Great food photography is so powerful that you could almost eat it. This, of course,
is the whole idea, but a cast back to old cookbooks and food magazines reveals stilted frames of dishes laid out in a way both unappetising and inedible. For a long time food photographs would be shot from an overhead perspective, the way, in fact, that diners experienced a meal – so individual items (complete with their embarrassing garnishes) would be set out flatly on plates. Gradually, shallower angles, props and altered lighting came into fashion – and today the best food photography is characterised by clarity and simplicity, often achieved by extreme close-ups. I remember once being told that food photography in Australia was considered among the best in the world and it was because of the quality of the light we have here – the intense, unforgiving antipodean light – and to be sure light is the critical element, and if it is natural daylight then the effect will be so much more real.

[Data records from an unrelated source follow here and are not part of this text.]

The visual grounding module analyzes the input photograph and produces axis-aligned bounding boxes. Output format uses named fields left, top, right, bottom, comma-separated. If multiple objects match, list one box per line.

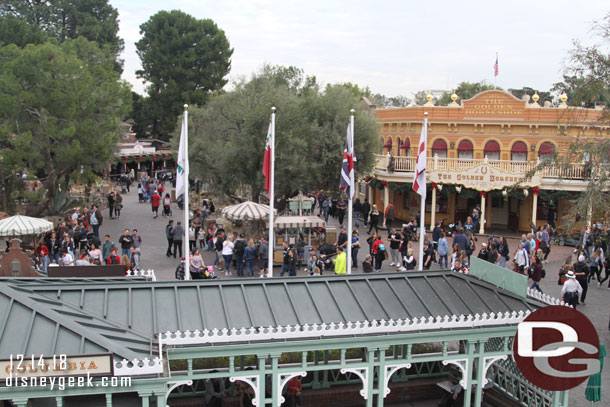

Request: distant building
left=364, top=90, right=605, bottom=233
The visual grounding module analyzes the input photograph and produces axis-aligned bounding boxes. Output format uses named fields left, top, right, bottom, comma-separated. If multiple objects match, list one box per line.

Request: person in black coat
left=362, top=199, right=371, bottom=227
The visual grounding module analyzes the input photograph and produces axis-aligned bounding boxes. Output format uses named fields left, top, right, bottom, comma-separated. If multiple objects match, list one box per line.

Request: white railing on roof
left=126, top=268, right=157, bottom=281
left=527, top=288, right=570, bottom=307
left=159, top=310, right=530, bottom=346
left=114, top=357, right=163, bottom=376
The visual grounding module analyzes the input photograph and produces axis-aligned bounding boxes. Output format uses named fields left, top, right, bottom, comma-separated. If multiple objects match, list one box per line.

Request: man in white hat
left=561, top=270, right=583, bottom=309
left=573, top=254, right=590, bottom=305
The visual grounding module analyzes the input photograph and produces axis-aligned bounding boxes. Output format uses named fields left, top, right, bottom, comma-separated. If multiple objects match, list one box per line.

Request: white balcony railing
left=375, top=154, right=591, bottom=181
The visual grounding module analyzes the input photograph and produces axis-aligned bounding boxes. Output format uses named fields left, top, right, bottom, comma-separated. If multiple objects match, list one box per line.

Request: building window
left=539, top=142, right=555, bottom=159
left=484, top=140, right=501, bottom=161
left=399, top=137, right=410, bottom=156
left=431, top=139, right=447, bottom=158
left=383, top=137, right=393, bottom=154
left=511, top=141, right=528, bottom=162
left=457, top=140, right=473, bottom=159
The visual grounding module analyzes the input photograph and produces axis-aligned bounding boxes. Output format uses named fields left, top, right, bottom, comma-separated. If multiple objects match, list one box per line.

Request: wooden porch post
left=257, top=356, right=267, bottom=407
left=106, top=393, right=113, bottom=407
left=473, top=340, right=486, bottom=407
left=462, top=341, right=476, bottom=407
left=138, top=392, right=152, bottom=407
left=430, top=186, right=437, bottom=232
left=383, top=187, right=390, bottom=229
left=366, top=348, right=376, bottom=407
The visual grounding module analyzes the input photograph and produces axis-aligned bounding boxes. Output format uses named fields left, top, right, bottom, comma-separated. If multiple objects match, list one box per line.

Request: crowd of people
left=28, top=204, right=143, bottom=274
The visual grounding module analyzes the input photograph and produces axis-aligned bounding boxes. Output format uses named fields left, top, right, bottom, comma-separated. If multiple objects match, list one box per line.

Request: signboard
left=0, top=354, right=114, bottom=379
left=429, top=163, right=540, bottom=191
left=462, top=91, right=526, bottom=118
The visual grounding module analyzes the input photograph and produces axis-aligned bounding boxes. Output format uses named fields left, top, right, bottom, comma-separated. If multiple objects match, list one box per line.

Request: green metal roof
left=0, top=272, right=548, bottom=364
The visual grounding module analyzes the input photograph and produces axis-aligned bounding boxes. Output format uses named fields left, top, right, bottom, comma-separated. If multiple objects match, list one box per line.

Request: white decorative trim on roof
left=114, top=357, right=163, bottom=376
left=159, top=311, right=530, bottom=346
left=526, top=288, right=569, bottom=307
left=126, top=269, right=157, bottom=281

It is indeed a great art, and in our midst is a photographer who is gradually making
it one of her specialities. Fran Flynn is a Dublin lass who arrived in Australia in 1998
as part of a six-week holiday with a gaggle of female friends. She was in her early 20s with a degree in Graphic Communication and Design under her belt, and a major in photography. Fran loved Australia so much she decided on the flight back home that she wanted to return on a working holiday. ‘Theoretically I was to be away from Ireland for a year but that stretched out to 19 months after all the travelling,’ she told me. After that she wangled another three-month holiday visa – and it was then that rather quickly she realised that she wanted to stay. She applied for a business sponsorship, and promptly got it. ‘I had one week left on my three-month visa and in one day I got three job offers,’ she said. ‘They were all in Sydney and they were all managerial design jobs.’

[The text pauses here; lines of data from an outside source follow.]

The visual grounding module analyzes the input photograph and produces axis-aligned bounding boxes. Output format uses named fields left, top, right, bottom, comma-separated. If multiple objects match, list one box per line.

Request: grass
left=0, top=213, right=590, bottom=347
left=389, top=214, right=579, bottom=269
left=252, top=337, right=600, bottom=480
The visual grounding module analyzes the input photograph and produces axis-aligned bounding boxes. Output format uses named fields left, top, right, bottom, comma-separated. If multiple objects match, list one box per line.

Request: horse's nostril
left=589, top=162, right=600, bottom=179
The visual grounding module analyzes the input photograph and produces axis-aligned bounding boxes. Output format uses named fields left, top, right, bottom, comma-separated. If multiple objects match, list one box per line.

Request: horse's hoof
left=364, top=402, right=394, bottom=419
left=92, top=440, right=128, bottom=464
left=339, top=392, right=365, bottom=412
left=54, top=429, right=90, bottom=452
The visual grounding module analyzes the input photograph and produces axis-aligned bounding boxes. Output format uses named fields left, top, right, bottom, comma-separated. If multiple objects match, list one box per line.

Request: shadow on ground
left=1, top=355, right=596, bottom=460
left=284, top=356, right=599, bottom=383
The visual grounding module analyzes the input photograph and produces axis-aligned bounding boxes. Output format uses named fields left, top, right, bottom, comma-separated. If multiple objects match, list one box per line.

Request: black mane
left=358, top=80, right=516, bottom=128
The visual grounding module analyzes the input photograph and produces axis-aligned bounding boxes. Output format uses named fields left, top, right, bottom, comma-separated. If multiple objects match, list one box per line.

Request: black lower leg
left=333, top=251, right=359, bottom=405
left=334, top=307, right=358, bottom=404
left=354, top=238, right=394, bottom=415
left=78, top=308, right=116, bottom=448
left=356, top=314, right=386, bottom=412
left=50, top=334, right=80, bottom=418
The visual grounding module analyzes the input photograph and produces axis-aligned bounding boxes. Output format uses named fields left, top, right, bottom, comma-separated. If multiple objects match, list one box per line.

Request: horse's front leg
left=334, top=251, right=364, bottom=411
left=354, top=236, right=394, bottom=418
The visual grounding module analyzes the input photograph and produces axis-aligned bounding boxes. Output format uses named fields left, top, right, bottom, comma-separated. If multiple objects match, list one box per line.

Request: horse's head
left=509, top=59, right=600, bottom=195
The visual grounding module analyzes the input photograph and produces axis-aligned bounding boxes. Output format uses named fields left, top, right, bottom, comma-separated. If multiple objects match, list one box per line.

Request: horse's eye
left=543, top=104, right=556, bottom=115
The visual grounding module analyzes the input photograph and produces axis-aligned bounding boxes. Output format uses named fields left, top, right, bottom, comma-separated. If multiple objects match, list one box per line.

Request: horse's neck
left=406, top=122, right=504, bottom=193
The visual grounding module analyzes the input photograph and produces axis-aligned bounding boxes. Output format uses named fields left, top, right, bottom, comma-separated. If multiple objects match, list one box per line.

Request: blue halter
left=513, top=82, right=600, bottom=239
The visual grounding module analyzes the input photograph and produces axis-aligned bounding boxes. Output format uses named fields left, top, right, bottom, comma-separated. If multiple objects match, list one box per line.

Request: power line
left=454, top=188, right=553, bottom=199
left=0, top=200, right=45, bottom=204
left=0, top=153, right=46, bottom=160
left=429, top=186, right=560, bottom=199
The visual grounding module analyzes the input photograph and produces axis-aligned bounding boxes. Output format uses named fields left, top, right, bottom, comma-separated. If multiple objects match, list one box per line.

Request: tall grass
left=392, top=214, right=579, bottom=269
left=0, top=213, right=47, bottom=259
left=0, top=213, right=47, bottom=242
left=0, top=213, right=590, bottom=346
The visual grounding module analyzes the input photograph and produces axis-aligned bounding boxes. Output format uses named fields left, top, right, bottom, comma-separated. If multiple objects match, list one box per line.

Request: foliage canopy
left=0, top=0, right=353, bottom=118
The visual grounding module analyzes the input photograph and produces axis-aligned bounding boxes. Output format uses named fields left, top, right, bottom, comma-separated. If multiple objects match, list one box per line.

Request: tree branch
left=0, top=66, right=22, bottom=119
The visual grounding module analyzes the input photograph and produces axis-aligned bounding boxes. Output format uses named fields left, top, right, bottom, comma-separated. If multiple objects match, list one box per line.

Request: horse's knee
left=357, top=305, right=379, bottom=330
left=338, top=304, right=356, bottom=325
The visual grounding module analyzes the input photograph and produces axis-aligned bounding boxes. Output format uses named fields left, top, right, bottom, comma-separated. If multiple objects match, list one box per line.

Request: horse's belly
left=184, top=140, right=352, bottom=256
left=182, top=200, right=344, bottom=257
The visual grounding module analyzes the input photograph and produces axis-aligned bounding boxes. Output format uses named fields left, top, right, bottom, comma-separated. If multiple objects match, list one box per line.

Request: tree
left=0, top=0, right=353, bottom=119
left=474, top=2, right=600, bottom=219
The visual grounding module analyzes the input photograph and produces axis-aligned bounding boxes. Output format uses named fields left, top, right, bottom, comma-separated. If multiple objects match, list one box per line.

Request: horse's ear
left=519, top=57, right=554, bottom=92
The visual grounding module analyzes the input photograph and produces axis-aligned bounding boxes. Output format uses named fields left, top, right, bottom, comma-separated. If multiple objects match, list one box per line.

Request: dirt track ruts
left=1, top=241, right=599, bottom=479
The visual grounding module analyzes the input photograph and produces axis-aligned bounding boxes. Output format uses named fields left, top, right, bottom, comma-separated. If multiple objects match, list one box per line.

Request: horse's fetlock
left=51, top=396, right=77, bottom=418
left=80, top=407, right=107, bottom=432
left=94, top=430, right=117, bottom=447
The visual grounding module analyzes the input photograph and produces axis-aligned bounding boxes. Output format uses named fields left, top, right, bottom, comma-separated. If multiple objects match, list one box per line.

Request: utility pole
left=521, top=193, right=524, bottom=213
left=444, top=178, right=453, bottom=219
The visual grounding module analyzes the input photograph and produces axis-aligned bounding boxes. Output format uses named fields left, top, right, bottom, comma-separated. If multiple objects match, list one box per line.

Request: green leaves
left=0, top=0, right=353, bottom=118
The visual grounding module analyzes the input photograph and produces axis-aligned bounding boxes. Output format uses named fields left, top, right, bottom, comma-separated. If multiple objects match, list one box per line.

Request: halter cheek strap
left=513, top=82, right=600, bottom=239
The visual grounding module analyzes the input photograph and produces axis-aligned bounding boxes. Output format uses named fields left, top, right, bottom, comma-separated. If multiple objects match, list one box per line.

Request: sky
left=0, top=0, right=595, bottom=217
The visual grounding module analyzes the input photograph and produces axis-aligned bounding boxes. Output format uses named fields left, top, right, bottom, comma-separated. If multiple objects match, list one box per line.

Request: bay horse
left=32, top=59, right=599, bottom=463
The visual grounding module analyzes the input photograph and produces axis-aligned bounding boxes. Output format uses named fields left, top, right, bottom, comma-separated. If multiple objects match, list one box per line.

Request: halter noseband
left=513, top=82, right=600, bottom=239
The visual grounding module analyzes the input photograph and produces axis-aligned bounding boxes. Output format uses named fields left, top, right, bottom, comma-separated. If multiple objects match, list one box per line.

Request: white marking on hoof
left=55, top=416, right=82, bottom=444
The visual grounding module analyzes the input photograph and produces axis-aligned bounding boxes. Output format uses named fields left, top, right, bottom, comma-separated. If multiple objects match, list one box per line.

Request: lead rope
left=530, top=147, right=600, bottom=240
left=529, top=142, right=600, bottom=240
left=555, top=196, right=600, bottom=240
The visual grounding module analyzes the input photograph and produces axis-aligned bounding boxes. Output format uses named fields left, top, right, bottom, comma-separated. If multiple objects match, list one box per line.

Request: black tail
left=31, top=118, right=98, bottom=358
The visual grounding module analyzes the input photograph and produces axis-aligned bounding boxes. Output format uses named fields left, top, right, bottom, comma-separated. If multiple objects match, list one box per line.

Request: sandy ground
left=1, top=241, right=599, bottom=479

So Fran spent the next few years in Sydney doing largely contract work, fitting in a course in photography at the Australian Centre for Photography as well. She ended up in Byron Bay because of a friend who was living here, ‘just hanging out for a couple of months’,
not wanting too much pressure. Then out of the blue she was asked if she was a food photographer. ‘It was [chef/restaurateur] Matty Wilde,’ she said. ‘He said we need a food photographer. So I did food photography for him, and also his website. Then things just started to flow in. Because I was city-trained there wasn’t a lot of high-end stuff up here. It was really nice to be hands-on creative again. So I started Frangipani Creative.’
Fran had done some food photography as part of her studies. ‘I was pretty good at it, and I’d been photographing for quite a long time already. That Wilde experience gave me a lot of confidence. Things just flowed – people saw something they liked – it’s all been word-of-mouth.’
For the past two years Fran has been working with food stylist Sarah de Nardi, involved
in campaigns for Zest (marinades) and Fishmongers, amongst others. Fashion and food photography have gradually become her niche – ‘it’s the work I do that draws the most attention – I enjoy it the most. And you’re working with a team.’
She said that there’s an urgency to food photography to make it look good; it all has to be done quickly. Everything is planned and pre-planned meticulously.‘The key,’she said, ‘is being shot straight from the chef to the plate. Mine is 90 per cent the real thing. You’re really trying to make it look as good as it does in reality.’